Take time for the reaction
Angela Merkel ignores media representatives and political opponents, no matter how loudly they demand a statement from the Chancellor. It adjourns rather than spontaneously making a directional decision, avoiding the possible traps of your opponents. The Chancellor takes the time to determine your reactions and then acts confidently.
You can also do this on talk shows ArtAdmiring not to react as a form of quick wit. The fact that politicians simply ignore a question or an attack by an opponent is no coincidence, but deliberate Strategy.
A strategy that works
And the apparent non-reaction as a strategy works! It shows the opponent how the balance of power is distributed: Whoever answers every question, is deeper in the hierarchy than the skillful silence.
A zero reaction shows that you don't let the course of the conversation dictate you. If you want to approach such situations a little more playfully, you can always remain interested and benevolently silent Conversation Participate without having to react to the tenacity of your opponents. Maybe you really don't want that.
Repartee as a mental protective screen
But why do we always have to react to attacks? Because people usually can't stand open questions. But we can do this response reflex outsmart.
Positive self-talk is not cheap or even ineffective Tricks from successful coaches of the last century.

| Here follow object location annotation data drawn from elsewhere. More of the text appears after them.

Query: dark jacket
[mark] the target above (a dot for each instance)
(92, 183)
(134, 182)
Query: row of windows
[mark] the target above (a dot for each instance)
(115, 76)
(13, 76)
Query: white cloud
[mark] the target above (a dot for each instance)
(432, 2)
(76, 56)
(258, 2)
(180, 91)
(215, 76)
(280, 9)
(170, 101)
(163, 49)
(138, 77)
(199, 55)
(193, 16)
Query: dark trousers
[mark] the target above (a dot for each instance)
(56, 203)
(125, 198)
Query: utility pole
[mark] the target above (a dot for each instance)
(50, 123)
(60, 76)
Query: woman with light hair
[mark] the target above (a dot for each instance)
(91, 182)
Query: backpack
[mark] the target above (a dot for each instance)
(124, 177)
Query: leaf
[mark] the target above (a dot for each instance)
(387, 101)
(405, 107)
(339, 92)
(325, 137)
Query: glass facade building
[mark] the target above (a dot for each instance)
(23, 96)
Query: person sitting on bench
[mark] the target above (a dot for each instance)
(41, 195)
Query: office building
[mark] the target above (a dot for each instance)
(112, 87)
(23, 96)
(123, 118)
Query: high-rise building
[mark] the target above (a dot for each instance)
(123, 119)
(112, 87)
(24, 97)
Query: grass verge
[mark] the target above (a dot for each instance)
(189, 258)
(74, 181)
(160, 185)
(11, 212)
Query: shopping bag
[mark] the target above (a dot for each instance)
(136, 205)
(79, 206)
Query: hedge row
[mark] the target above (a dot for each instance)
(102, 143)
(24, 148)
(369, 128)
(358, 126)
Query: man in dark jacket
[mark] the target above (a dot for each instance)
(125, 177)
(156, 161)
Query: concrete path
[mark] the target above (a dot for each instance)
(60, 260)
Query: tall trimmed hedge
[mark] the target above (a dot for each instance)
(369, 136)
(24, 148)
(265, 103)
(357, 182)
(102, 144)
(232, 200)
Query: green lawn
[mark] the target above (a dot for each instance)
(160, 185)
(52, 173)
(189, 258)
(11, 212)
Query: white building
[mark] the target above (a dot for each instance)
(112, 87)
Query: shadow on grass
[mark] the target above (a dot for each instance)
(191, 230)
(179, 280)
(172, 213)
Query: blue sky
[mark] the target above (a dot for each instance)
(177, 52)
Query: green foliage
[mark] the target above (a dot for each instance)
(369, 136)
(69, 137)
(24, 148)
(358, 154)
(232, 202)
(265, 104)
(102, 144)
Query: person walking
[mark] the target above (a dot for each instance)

Émile Coué, the founder of modern, conscious autosuggestion, healed his patients with the sentence: "Every day I feel better and better in every respect!" This affirmation releases affirmative, unconscious forces.
The power of the subconscious: Have positive self-talk
While Émile Coué would offer us a statement like, "I get smart every day," Noah St. John would ask a question, "Why am I smart?" As with any question, the subconscious will automatically look for answers that we can only understand if we understand them.
This is also the case if we really should not be ready at all. But we are already getting ready to be ready and to develop our resources: we will be able to cope better even in difficult situations, because we already know how quick-wittedness feels.
How does the response reflex work?
Think about your absolute favorite book. Where did you buy this book? - Once you have read this question, you will have mentally gone back in time to be able to answer it. For example, you remember the bookstore, the order page in the Internet or because you saw the book at a friend's.
Maybe he even lent it to you or even given it to you. This is an example of the so-called response reflex. They have already known him above in the state control through affirmations. People are questioning beings and can not tolerate open questions.
You do not have to answer every question
So use this reflex and apply it to your attackers. Should he do the work himself! German journalist and former editor of Capital magazine, Johannes Gross, said in this Sinn:
“Good parents teach their children: Thou shalt not lügen! They forget to teach the child: You don't have to answer every question."
Edit justification reflex
Pay attention to key actions like these: When asked why, we usually justify ourselves with “Because…”. Attacks provoke defenses or counterattacks. It's ours Opinions once said, we hardly move away from it.
Avoid answering any question
Avoid answering any question or responding to any reproaches. Next time someone says to you:
"You had promised me it would work that way!" Then explain - nothing. For explanations, you will most likely only reap ingratitude or indignation. Instead, say, "I was obviously wrong."
React, instead of being offended
It is the same with the personal one Criticism. When you criticize yourself personally feel, do not discuss this criticism. But react immediately! The longer you tolerate an attack, the harder it will be to defend against it later:
"That may be, but at the moment we are talking about ..." "Before I answer: Be so kind and give us your name. This way we can all get to know each other a little better. ”
Always remember: if you claim something, you must prove it and you should be able to sign it personally! Maybe even in court.